Он продолжал находиться в этом странном и растерянном состоянии, когда поздно вечером к нему пришел отец Жан. Он был взволнован и не заметил состояния Осокина.
— Надо срочно вызвать Фреда. Мне удалось найти человека, который не только может, но и хочет нам помочь. Теперь, когда немцы кончили постройку своего арсенала, вы понимаете, как это важно.
— Хорошо, я завтра утром съезжу в Сен-Пьер. Фред мне дал адрес. Но что может ваш немец… Если он просто солдат…
— Он сержант. Чех. Когда Фред приедет, мы вместе сообразим, что можно сделать. Но нельзя терять времени. Чеха могут перевести в другое место.
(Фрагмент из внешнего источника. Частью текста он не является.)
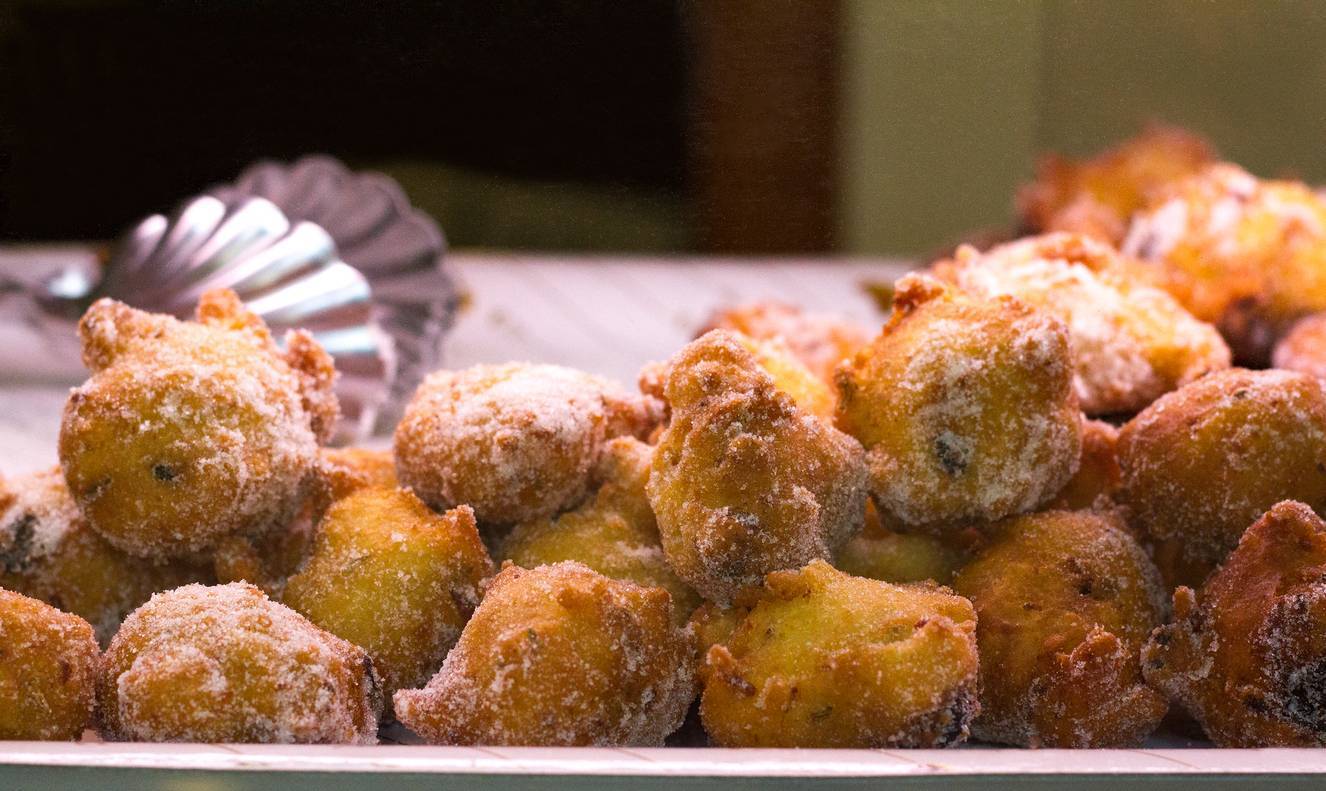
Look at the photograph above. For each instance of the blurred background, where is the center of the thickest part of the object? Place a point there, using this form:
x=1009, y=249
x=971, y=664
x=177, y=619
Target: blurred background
x=724, y=126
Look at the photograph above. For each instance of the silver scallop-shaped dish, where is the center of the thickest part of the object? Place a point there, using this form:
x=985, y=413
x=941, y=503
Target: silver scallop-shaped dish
x=287, y=272
x=398, y=248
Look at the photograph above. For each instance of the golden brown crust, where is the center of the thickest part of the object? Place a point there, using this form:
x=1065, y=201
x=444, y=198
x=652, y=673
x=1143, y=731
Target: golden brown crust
x=558, y=656
x=744, y=481
x=227, y=664
x=1245, y=253
x=1202, y=463
x=613, y=533
x=1064, y=602
x=1247, y=655
x=395, y=579
x=1131, y=341
x=48, y=671
x=515, y=441
x=964, y=406
x=187, y=432
x=821, y=659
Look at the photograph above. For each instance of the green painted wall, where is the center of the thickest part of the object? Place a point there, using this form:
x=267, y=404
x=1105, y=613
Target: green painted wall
x=946, y=104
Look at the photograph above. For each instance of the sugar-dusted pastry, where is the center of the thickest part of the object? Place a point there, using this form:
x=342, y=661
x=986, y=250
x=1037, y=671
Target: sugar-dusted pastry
x=965, y=407
x=613, y=533
x=1097, y=195
x=744, y=481
x=822, y=659
x=1064, y=602
x=48, y=671
x=516, y=441
x=560, y=656
x=48, y=551
x=191, y=432
x=227, y=664
x=394, y=578
x=1245, y=253
x=1204, y=461
x=1247, y=653
x=821, y=341
x=1131, y=341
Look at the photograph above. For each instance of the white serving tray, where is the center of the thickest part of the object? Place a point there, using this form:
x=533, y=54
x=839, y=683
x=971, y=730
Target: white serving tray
x=607, y=317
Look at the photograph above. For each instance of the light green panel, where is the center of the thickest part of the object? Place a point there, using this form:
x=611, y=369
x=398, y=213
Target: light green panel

Дорогу в Сен-Пьер, уже знакомую до последнего кустика, Осокин не столько проехал, сколько проплыл на велосипеде: северо-западный ветер толкал его в спину широкой и упругой ладонью. С моря налетали рваные полосы тумана. К самой земле склонились придорожные кусты. Голые виноградники, частью уже остриженные, Так что из земли торчали только корявые культяпки пней, сменялись один за другим. На полдороге, километрах в восьми от Сен-Дени, Осокин встретил автомобиль немецкого коменданта. В первый раз после того, как Осокин подслушал разговор немецких солдат, он улыбнулся: «Если бы он знал, зачем я еду в Сен-Пьер». Именно во время этой поездки Осокин понял, что должен убить немца, рассказывавшего о перекладине.
Осокин встретился с ним через два дня, к вечеру, когда возвращался с Дикого поля домой усталый и голодный. Уже темнело, и немец быстро прошел мимо, спеша в сторону моря. Несмотря на то что кепка была надвинута ему на глаза, Осокин сразу узнал его, остановился, потом стремительно сделал несколько шагов вслед за немцем, сжимая в руке мотыгу…
Осокина удержал в ту минуту не страх за себя — страха он даже совсем не ощутил, — а внезапная мысль: нельзя убивать, не сказав немцу, за что он его убивает. Мысль сама по себе была совершенно нелепой — Осокин знал, что этот выродок все равно ничего не поймет, но все же она остановила его. Осокин пошел за немцем, издали следя за его длинной и нескладной фигурой в солдатской шинели.